El grupo de rol ideal está compuesto por jugadores que se conocen, amigos que se reúnen cada fin de semana para rolear a sus personajes favoritos en esa historia en la que salvan al mundo del desastre, compañeros de fatigas con fuertes lazos entre ellos. La dinámica entre personas que ya se conocen de antes se ve reflejada en las elecciones de sus personajes cuando interactúan con los demás, ya sea para bien o para mal; pero hay muchas veces en las que tú como director de juego sabes de jugadores potenciales que no se conocen y nunca han jugado juntos pero a los que podría interesarles esa partida super secreta que estás preparando. Es muy importante pensar bien a qué jugadores vas a orientar tu partida de rol o qué es lo que ellos esperan de la misma. Quizá lo que quieras contar sea una historia de misterio, intrigas y asesinatos y lo que tus jugadores esperan sea repartir palos, matar al enemigo final y recoger su tesoro. Pregúntales antes de iniciar una Crónica nueva. Averigua qué es lo que buscan en la partida. Hablar con los jugadores es una manera efectiva de asegurarse cierto éxito a la hora de plantear una primera idea.

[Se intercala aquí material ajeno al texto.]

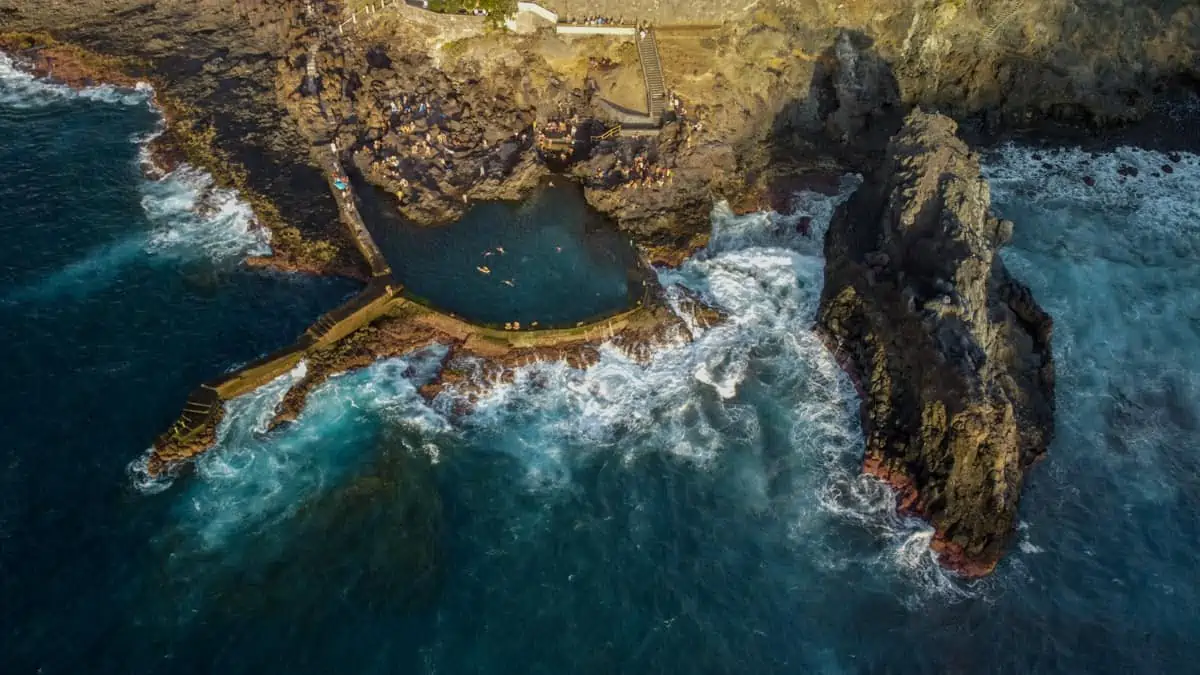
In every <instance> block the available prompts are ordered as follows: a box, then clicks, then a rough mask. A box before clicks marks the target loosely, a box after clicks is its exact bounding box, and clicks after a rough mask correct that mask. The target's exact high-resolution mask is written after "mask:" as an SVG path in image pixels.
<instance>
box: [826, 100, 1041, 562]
mask: <svg viewBox="0 0 1200 675" xmlns="http://www.w3.org/2000/svg"><path fill="white" fill-rule="evenodd" d="M956 129H958V127H956V125H955V123H954V121H952V120H950V119H948V118H944V117H941V115H932V114H925V113H922V112H920V110H917V112H914V113H912V114H910V115H908V117H907V119H906V120H905V125H904V127H902V129H901V130H900V132H899V133H898V135H896V136H895V137H893V139H892V142H890V144H889V147H888V153H887V156H886V159H884V161H883V165H882V166H881V167H880V171H878V172H877V175H876V178H875V180H874V181H871V183H869V184H868V185H866V186H864V189H862V190H860V191H859V192H858V193H857V195H856V196H854V198H852V199H851V201H850V202H848V203H847V204H846V205H845V207H844V208H842V209H840V211H839V213H838V215H836V216H835V217H834V221H833V223H832V225H830V227H829V232H828V235H827V239H826V258H827V267H826V286H824V291H823V294H822V299H821V307H820V311H818V317H817V322H818V324H820V328H821V329H822V331H823V333H824V335H826V337H827V340H828V342H829V345H830V347H832V348H835V350H836V351H838V353H839V357H841V358H842V359H844V364H845V365H846V366H847V369H848V371H850V372H851V375H852V377H854V378H856V381H857V382H858V384H859V388H860V392H862V414H863V431H864V434H865V437H866V448H865V455H864V459H863V470H864V471H866V472H869V473H871V474H875V476H877V477H878V478H881V479H883V480H886V482H888V483H889V484H890V485H892V486H893V488H894V489H895V490H896V491H898V500H899V506H900V509H901V510H904V512H906V513H912V514H916V515H919V516H922V518H925V519H928V520H929V521H930V522H931V524H932V525H934V527H935V528H936V534H935V538H934V543H932V546H934V549H935V550H936V551H937V552H938V554H940V555H938V561H940V562H941V563H942V565H944V566H947V567H949V568H952V569H955V571H956V572H959V573H961V574H965V575H970V577H978V575H983V574H986V573H989V572H991V569H992V568H994V567H995V566H996V563H997V562H998V560H1000V557H1001V555H1002V554H1003V550H1004V546H1006V543H1007V542H1008V539H1009V536H1010V534H1012V532H1013V527H1014V525H1015V521H1016V506H1018V500H1019V496H1020V491H1021V486H1022V483H1024V478H1025V471H1026V470H1027V468H1028V467H1030V466H1031V465H1032V464H1033V462H1034V461H1036V460H1037V459H1039V458H1040V456H1042V455H1043V454H1044V453H1045V450H1046V447H1048V444H1049V443H1050V440H1051V436H1052V434H1054V381H1055V378H1054V362H1052V357H1051V351H1050V335H1051V328H1052V323H1051V319H1050V317H1049V315H1046V312H1044V311H1043V310H1042V307H1039V306H1038V304H1037V303H1036V301H1034V300H1033V297H1032V295H1031V293H1030V291H1028V288H1026V287H1025V286H1024V285H1021V283H1020V282H1019V281H1016V280H1014V279H1013V277H1012V276H1010V275H1009V274H1008V270H1007V269H1006V268H1004V264H1003V262H1002V261H1001V258H1000V257H998V256H997V255H996V252H997V249H998V247H1000V246H1002V245H1004V244H1006V243H1007V241H1008V240H1009V238H1010V237H1012V227H1013V225H1012V223H1010V222H1008V221H1003V220H998V219H996V217H994V216H991V215H990V214H989V207H990V192H989V189H988V184H986V183H985V181H984V179H983V178H982V177H980V174H979V160H978V156H976V155H974V154H972V153H970V151H968V150H967V147H966V144H964V143H962V142H961V141H960V139H959V138H958V137H956V136H955V131H956Z"/></svg>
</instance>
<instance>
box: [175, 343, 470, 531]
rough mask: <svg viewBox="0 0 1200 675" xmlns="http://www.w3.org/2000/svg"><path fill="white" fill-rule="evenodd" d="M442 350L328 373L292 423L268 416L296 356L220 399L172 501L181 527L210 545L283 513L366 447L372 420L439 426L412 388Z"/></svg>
mask: <svg viewBox="0 0 1200 675" xmlns="http://www.w3.org/2000/svg"><path fill="white" fill-rule="evenodd" d="M443 356H444V348H442V347H436V348H430V350H424V351H420V352H416V353H414V354H410V356H408V357H404V358H398V359H388V360H384V362H379V363H377V364H374V365H372V366H371V368H368V369H364V370H361V371H356V372H350V374H344V375H341V376H337V377H332V378H330V380H329V381H326V382H325V383H323V384H322V386H319V387H318V388H317V389H314V390H313V392H312V393H311V394H310V396H308V402H307V405H306V406H305V410H304V412H302V414H301V416H300V417H299V418H298V419H296V420H295V422H294V423H292V424H288V425H286V426H283V428H281V429H277V430H274V431H268V425H269V423H270V420H271V418H272V417H274V414H275V410H276V407H277V406H278V404H280V401H282V399H283V396H284V395H286V394H287V390H288V389H289V388H290V387H292V386H293V384H294V383H296V382H299V381H300V380H301V378H302V377H304V376H305V372H306V366H305V364H304V363H301V364H300V365H298V366H296V368H295V369H293V370H292V371H290V372H288V374H286V375H283V376H281V377H278V378H277V380H275V381H272V382H270V383H269V384H266V386H264V387H262V388H259V389H256V390H254V392H252V393H250V394H246V395H244V396H239V398H238V399H234V400H232V401H229V402H227V404H226V416H224V418H223V419H222V420H221V424H220V426H218V429H217V441H216V443H215V446H214V448H212V449H211V450H210V452H208V453H206V454H204V455H203V456H200V458H199V459H198V460H197V461H196V476H194V479H193V480H190V482H188V488H187V494H186V495H185V498H184V500H182V502H181V503H180V507H179V508H178V526H179V528H180V531H181V533H185V534H188V536H190V537H188V538H190V539H193V542H194V545H196V546H197V548H198V549H200V550H215V549H220V548H222V546H224V545H226V544H227V543H228V542H229V539H230V538H232V537H234V536H238V534H241V533H248V532H254V531H260V530H264V528H269V527H271V526H272V525H275V524H276V522H278V521H281V520H283V519H287V518H289V516H290V515H292V514H293V513H294V512H295V509H296V508H299V507H300V506H302V504H304V503H305V500H306V498H308V497H311V496H313V495H316V494H318V492H319V491H320V490H322V489H323V488H325V486H328V485H329V484H331V483H334V482H336V480H337V479H338V478H340V477H342V476H343V474H344V473H346V472H347V471H349V470H350V468H352V467H353V466H354V462H355V461H358V459H359V458H360V456H361V455H362V453H364V452H365V450H366V452H370V448H371V440H372V437H373V434H374V430H376V429H378V426H379V423H380V422H388V423H390V424H398V425H406V426H409V428H412V429H414V430H415V431H418V432H420V434H421V435H424V436H430V435H437V434H440V432H444V431H446V430H448V429H449V426H448V424H446V422H445V420H444V419H443V418H442V417H440V416H438V414H437V413H436V412H434V411H432V410H431V408H430V407H428V406H427V405H426V404H425V401H424V399H421V398H420V396H419V395H418V387H420V386H421V384H424V383H425V382H427V381H428V380H430V378H432V377H433V375H434V374H436V372H437V369H438V366H439V365H440V363H442V358H443ZM426 446H428V443H427V444H426ZM414 452H421V453H426V454H436V453H437V449H436V448H430V447H421V448H416V449H415V450H414Z"/></svg>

Quizá una de las cosas que he aprendido durante estos meses sea “escucha a tus jugadores”. Cuando planteamos nuestra última gran crónica de vampiro (Zangre) partíamos de la base de que casi todos los jugadores no habían jugado nunca a rol y no todos se conocían entre ellos, por lo que no pudimos preguntar qué es lo que esperaban de la partida ya que ni ellos mismos sabían qué responder. A lo largo de los meses cada uno fue evolucionando y pudimos aprender qué era lo que más le gustaba a cada uno. Unos querían investigar y que les planteásemos acertijos, otros disfrutaban arrancando cabezas y otros se volvieron grandes mentes pensantes sobre la trama principal. Fuimos descubriendo sobre la marcha qué es lo que motivaba a cada uno de ellos y se lo planteamos en la crónica. Sin embargo, si hubiéramos podido saber todo lo que aprendimos durante la crónica cuando pensamos la primera idea de la partida, probablemente nada hubiera sucedido igual. Hubiéramos podido construir una crónica distinta, más compleja quizá y en la que no se habrían perdido a sí mismos en ciertas partes por no ser la trama lo que les interesaba.

Es por esto por lo que creo en la importancia de las sesiones cero. Me di cuenta de lo increíble que era esta idea cuando el otro día jugamos por primera vez a Fiasco. Había jugado anteriormente a algún juego de rol donde la ambientación inicial se hacía de manera colaborativa, pero entonces ni siquiera me planteaba dirigir una partida de rol. Con estas sesiones cero se pretende crear unas bases a partir de las cuales plantear toda la historia principal, las relaciones entre los personajes y sobre todo, la intencionalidad de la partida. Esto no significa que sean los jugadores los que eligen qué va a pasar, sino que te pueden orientar hacia lo que ellos quieren ver. A lo mejor tenías pensado hacer una partida en la que se da un golpe de estado contra el mandamás de la ciudad. ¿Los personajes se verán envueltos en una red de traiciones y buscarán pruebas para llevarlo ante la ley? ¿O quizás quieran entrar tirando todas las puertas y matando a todo el que se encuentre? Hay miles de caminos para llegar a la conclusión de lo que queremos contar, pero quizá lo que habías planteado inicialmente no fuese lo que ellos buscaran.

Porque si algo he aprendido durante este último año es que es su historia, no tu historia. El director de juego crea un mundo, un bonito envoltorio con caminos (tramas) y guías (personajes no jugadores), pero lo que los personajes (jugadores) hagan, su aventura, será completamente cosa suya.